En 1957, le haut commissaire Pierre Messmer décide de mater la révolte en reproduisant les méthodes utilisées pendant la bataille d'Alger : torture, « balançoire » et gégène, c'est-à-dire le fait d'appliquer des électrodes sur le corps : « On a filmé les entretiens avec les témoins qui faisaient partie de l'ALNK », évoque Thomas Deltombe « Ce qui est frappant, c'est que, quand on leur demandait ce qui leur arrivait quand ils étaient capturés, ils mimaient tous systématiquement les mêmes gestes de torture tels qu'ils étaient enseignés par l'école de la contre-insurrection de l'armée française. Un témoin, Ambroise Kom, qui avait 12 ans à l'époque, habitait à côté de la gendarmerie. Il nous a raconté les scènes de torture auxquelles il a assisté. » Avec la mort par fusillade du dernier grand leader indépendantiste Ernest Ouandié, le 15 janvier 1971, la guerre du Cameroun prend fin. Mais les conséquences de cette guerre sont toujours là aujourd'hui. Jacob Tatsitsa voit dans les méthodes employées à l'époque par la police politique, le Sedoc, des parallèles avec le système répressif toujours en vigueur au Cameroun : « Lors des émeutes de la faim en 2008, les mêmes mécanismes de répression ont été réactivés : les blockhaus, les barrages routiers filtrants.
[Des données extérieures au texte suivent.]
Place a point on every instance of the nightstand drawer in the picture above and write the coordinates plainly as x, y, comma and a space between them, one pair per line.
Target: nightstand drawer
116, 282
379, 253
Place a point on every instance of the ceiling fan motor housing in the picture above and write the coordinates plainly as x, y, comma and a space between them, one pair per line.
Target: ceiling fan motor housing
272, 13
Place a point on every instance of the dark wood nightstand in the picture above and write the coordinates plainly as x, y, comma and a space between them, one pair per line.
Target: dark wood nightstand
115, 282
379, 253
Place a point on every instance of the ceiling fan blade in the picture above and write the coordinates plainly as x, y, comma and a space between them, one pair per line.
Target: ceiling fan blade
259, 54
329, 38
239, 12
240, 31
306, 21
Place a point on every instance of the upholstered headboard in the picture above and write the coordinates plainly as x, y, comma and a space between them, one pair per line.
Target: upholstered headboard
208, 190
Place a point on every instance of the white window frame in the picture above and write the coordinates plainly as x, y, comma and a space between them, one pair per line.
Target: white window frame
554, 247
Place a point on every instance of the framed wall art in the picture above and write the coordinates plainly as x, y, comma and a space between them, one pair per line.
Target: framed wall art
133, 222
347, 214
Ces techniques ont déjà été employées dans les années 1955-1970. »
Un massacre difficile à chiffrer
Un rapport rédigé en 1964 par l'ambassadeur britannique au Cameroun de l'époque attribue à la répression coloniale entre 60 000 et 70000 morts pour la seule période de 1956 à 1964. Selon Manuel Domergue, il est quasiment impossible de connaître le nombre exact de victimes de cette guerre : « Certaines sources ont parlé d'environ 100 000 ou 200 000 morts. Mais on ne peut pas l'affirmer de façon péremptoire. Il y a eu des bombardements indifférenciés sur des villages qui ont touché les maquisards mais aussi la population. Pour la seule année 1960, dans les archives françaises, on répertoriait 300 à 400 morts par jour au plus fort de la guerre. Il y a aussi ceux qui sont morts en brousse sans qu'on le sache. Un général français a estimé qu'il y avait eu 20 000 morts pour la seule région Bamiléké en 1960. On peut extrapoler sur le reste de la période de guerre et les autres régions où il y a eu des affrontements. Ce qui est compliqué, c'est que c'est à la fois une guerre coloniale de répression contre-révolutionnaire et une guerre civile.
L'armée française, qui ne voulait pas s'impliquer autant qu'en Algérie, a mobilisé l'embryon de l'armée camerounaise et un réservoir de miliciens liés aux chefs de régions pro-français. Plus ceux qui se sont enrôlés pour avoir un travail ou pour régler des comptes. Dans les affrontements de villages contre villages, les morts n'ont pas été répertoriés. Ces morts n'ont pas toujours été directement voulus par l'armée coloniale. Ce sont des dommages collatéraux organisés. »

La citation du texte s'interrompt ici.